テクニカル分析だろうが、ファンダメンタルズ分析だろうが、稼げないのなら「自分は無知だ」と気付くことが最初の一歩なのです。
ソクラテスの教え
【徳は知である】【汝自身を知れ】
常識と言われるものを鵜呑みにせず、
常に思考と反省を重ね、
正しいやり方(コツ)を知るべし
書籍や映像で知識を得たとしても、使いこなせないなら知恵とは成り得ません。
「理性」を持って相場と向き合う
ソクラテスの弟子プラトンは【人間の魂は、理性・欲望・気概の三つからなり、理性によって残りの二つを統制する必要がある】と考えました。
この理性を鍛える方法、つまり感情を抑制するために【哲学】が必要なのです。
経験や感覚を重視する
相場においては、継続し、経験を積むことによって「ここは上がりそうだ」「ここは下がりそうだ」と分かる場面が増えてきます。

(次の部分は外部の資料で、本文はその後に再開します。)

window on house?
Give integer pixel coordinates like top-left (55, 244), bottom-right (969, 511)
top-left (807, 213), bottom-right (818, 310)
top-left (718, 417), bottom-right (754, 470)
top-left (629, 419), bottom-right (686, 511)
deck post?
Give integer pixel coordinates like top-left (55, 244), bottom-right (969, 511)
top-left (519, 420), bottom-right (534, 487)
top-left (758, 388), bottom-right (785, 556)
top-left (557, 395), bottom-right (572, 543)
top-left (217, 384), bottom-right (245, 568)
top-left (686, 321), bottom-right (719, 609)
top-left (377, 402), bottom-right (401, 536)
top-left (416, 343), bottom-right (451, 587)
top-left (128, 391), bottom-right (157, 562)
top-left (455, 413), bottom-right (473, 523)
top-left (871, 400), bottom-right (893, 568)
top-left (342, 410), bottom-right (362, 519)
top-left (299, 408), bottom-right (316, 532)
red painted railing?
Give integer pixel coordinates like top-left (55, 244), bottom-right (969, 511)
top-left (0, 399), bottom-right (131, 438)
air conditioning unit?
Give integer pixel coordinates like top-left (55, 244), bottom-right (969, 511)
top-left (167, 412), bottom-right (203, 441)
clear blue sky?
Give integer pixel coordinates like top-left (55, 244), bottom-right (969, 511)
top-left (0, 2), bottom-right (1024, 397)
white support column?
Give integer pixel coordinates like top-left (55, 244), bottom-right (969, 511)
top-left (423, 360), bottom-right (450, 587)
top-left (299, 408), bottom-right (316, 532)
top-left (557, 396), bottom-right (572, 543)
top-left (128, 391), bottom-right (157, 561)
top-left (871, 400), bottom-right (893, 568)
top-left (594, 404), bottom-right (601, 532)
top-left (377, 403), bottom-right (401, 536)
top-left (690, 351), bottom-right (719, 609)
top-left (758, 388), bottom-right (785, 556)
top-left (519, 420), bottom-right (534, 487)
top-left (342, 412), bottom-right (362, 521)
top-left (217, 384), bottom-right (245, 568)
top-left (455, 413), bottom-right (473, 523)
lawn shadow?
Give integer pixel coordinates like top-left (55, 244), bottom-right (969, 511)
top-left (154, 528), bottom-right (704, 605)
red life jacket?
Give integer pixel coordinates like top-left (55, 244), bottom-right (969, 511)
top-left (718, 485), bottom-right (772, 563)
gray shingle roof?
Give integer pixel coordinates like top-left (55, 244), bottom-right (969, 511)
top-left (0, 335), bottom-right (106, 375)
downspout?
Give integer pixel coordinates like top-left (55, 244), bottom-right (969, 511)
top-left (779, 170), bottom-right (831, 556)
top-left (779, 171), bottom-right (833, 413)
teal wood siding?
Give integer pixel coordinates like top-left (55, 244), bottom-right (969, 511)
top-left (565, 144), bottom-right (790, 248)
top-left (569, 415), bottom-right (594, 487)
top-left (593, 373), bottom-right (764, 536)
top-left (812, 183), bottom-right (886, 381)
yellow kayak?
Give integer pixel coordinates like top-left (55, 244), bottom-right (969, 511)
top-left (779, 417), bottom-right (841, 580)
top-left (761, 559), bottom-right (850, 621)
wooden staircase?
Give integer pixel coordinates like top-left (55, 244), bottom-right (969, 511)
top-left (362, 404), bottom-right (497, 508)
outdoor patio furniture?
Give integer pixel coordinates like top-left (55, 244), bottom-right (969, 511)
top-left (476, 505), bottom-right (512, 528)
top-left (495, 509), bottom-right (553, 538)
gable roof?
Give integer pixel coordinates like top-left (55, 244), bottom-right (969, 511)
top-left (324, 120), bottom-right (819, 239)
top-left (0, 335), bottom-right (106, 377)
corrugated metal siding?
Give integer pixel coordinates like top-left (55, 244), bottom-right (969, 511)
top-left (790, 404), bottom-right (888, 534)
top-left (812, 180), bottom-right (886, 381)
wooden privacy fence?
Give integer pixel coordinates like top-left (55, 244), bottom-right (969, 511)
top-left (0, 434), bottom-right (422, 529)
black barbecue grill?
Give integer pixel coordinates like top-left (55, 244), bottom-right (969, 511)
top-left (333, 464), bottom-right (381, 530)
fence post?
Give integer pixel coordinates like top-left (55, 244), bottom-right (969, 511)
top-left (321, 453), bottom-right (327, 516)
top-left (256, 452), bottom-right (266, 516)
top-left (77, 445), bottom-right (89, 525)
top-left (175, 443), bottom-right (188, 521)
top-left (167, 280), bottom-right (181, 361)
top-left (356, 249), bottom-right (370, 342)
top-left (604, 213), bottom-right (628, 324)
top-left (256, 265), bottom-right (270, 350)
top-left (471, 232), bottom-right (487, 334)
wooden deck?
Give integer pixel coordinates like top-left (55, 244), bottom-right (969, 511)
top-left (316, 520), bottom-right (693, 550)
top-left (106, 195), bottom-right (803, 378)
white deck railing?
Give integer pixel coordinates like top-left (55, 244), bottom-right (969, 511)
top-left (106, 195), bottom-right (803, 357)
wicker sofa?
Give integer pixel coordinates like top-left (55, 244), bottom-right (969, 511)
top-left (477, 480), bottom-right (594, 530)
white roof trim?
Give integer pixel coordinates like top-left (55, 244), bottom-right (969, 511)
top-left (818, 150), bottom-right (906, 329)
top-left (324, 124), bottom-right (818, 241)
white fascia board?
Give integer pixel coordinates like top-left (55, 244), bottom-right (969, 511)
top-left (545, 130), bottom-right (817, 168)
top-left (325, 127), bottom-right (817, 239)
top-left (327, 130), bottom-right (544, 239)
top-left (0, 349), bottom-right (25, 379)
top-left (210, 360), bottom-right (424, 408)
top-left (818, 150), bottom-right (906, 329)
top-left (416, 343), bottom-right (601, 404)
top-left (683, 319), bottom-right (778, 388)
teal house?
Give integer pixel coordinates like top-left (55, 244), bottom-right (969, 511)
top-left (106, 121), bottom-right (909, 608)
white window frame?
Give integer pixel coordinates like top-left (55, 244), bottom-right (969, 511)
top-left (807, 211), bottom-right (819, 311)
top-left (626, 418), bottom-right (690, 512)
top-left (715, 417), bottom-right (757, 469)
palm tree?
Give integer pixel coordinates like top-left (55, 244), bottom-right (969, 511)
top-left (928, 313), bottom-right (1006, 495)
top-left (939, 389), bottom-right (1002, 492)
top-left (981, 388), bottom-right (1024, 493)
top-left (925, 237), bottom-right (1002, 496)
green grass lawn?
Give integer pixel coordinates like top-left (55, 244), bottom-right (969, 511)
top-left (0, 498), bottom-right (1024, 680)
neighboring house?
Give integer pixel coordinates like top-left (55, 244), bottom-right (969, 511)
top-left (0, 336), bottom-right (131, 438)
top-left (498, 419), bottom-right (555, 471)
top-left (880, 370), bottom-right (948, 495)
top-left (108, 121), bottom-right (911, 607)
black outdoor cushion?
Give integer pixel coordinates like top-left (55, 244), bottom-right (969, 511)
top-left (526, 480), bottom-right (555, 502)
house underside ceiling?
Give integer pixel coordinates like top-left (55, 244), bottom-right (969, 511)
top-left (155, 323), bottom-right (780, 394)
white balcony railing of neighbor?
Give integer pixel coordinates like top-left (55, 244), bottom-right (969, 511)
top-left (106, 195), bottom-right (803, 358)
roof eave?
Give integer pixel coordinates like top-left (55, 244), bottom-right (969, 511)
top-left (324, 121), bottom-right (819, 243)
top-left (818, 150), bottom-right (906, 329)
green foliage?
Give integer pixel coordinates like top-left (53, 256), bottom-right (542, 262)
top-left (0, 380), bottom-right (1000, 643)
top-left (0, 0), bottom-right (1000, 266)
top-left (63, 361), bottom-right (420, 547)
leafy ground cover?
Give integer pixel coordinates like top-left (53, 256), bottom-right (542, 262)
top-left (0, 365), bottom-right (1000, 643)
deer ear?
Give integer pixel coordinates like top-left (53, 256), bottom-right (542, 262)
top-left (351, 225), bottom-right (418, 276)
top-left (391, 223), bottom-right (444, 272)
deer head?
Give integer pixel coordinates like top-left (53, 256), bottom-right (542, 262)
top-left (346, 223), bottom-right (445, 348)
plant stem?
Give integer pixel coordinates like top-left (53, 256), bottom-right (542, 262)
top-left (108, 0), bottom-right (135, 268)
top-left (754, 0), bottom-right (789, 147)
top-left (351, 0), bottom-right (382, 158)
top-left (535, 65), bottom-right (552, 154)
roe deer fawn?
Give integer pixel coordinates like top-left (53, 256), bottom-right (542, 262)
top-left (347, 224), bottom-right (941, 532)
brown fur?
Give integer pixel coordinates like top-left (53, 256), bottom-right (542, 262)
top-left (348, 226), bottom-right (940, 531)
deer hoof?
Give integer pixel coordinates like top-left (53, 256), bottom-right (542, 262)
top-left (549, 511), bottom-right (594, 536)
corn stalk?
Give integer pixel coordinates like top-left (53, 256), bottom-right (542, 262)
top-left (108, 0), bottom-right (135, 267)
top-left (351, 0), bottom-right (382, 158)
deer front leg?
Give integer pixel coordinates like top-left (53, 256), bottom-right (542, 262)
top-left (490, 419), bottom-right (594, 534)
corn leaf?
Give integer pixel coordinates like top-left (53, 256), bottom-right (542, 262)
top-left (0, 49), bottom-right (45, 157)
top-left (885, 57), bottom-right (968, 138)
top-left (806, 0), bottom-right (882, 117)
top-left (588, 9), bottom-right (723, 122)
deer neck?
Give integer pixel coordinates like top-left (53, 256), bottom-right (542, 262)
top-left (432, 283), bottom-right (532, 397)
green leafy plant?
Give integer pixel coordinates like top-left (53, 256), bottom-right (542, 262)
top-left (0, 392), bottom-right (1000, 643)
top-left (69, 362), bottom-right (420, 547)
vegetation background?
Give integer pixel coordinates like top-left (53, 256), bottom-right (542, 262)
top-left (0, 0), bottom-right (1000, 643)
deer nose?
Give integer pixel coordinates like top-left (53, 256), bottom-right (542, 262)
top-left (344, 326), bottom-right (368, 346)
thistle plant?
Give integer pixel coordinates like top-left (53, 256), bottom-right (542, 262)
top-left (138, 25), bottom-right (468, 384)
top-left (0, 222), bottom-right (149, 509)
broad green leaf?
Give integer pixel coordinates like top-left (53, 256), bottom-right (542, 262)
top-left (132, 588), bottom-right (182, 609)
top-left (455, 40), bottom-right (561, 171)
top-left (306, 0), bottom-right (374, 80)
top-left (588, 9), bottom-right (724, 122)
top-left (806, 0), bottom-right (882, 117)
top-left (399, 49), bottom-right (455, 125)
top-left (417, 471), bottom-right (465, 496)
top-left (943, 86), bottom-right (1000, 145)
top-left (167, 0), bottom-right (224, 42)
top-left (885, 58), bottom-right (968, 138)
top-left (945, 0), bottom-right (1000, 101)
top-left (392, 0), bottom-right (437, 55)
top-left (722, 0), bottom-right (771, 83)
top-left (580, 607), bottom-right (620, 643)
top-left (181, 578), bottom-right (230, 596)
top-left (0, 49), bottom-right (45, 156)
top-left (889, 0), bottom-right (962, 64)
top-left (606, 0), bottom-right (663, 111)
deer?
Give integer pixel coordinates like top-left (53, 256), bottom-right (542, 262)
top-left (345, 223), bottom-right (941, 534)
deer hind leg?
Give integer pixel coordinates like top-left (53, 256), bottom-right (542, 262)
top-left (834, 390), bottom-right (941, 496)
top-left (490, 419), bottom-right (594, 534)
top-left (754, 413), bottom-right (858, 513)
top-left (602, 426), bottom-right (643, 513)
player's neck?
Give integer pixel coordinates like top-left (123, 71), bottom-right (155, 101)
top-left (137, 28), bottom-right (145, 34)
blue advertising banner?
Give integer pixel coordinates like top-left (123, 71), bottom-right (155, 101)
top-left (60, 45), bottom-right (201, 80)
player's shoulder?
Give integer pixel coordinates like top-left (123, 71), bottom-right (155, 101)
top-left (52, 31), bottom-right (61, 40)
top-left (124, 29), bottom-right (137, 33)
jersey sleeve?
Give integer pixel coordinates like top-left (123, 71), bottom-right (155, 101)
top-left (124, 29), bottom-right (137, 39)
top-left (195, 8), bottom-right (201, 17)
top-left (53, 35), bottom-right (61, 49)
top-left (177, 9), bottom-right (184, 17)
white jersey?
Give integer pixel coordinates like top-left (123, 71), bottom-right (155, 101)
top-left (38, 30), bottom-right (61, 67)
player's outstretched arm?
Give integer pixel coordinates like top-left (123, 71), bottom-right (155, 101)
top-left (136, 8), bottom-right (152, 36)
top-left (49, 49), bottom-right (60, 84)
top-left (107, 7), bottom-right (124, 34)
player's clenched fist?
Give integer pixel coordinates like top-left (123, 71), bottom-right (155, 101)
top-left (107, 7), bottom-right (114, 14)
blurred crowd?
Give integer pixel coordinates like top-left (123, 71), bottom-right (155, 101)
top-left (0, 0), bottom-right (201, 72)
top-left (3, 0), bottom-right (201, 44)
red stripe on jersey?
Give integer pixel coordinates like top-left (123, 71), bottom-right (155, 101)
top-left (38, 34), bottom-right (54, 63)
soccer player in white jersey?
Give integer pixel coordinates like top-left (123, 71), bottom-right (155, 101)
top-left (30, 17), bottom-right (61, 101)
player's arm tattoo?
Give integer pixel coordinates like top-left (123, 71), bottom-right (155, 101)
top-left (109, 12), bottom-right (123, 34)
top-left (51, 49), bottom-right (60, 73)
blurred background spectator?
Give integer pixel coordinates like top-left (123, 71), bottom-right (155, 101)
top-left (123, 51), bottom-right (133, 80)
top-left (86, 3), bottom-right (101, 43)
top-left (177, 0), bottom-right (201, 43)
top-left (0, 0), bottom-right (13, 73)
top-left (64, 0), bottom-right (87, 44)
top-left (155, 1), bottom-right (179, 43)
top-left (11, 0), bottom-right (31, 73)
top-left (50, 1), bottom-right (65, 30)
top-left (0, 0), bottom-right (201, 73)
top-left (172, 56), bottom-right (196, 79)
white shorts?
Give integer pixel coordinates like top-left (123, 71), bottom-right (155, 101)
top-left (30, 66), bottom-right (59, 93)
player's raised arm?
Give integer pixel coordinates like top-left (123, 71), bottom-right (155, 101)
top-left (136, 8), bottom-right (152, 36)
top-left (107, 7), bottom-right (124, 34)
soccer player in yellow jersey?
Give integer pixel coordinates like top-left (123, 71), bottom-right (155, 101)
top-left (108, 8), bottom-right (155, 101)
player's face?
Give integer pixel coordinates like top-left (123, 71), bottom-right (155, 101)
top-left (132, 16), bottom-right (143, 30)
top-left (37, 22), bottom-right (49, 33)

万学の祖アリストテレス(アレクサンドロス大王の教育係としても有名)は、経験や感覚を重視する現実的思索を展開し、あらゆる学問に精通していました。
トレーダーでいうなら「相場観」です。
(これは実践・経験を通して、自分で獲得しなければなりません)
また、アリストテレスは「人間は誰もが幸福になることを望んで活動し、自分の可能性を実現することが幸福である」と説きました。
隠れて生きよ
「心が乱されるのを避けるためには、無用な交わりを避けるのが一番である」と説いたのがエピクロスです。
人生が楽になる言葉
【死は我々にとって何物でもない。生きている時には存在せず、死んだ時には既に我々は存在しないのだから・・・】(エピクロス)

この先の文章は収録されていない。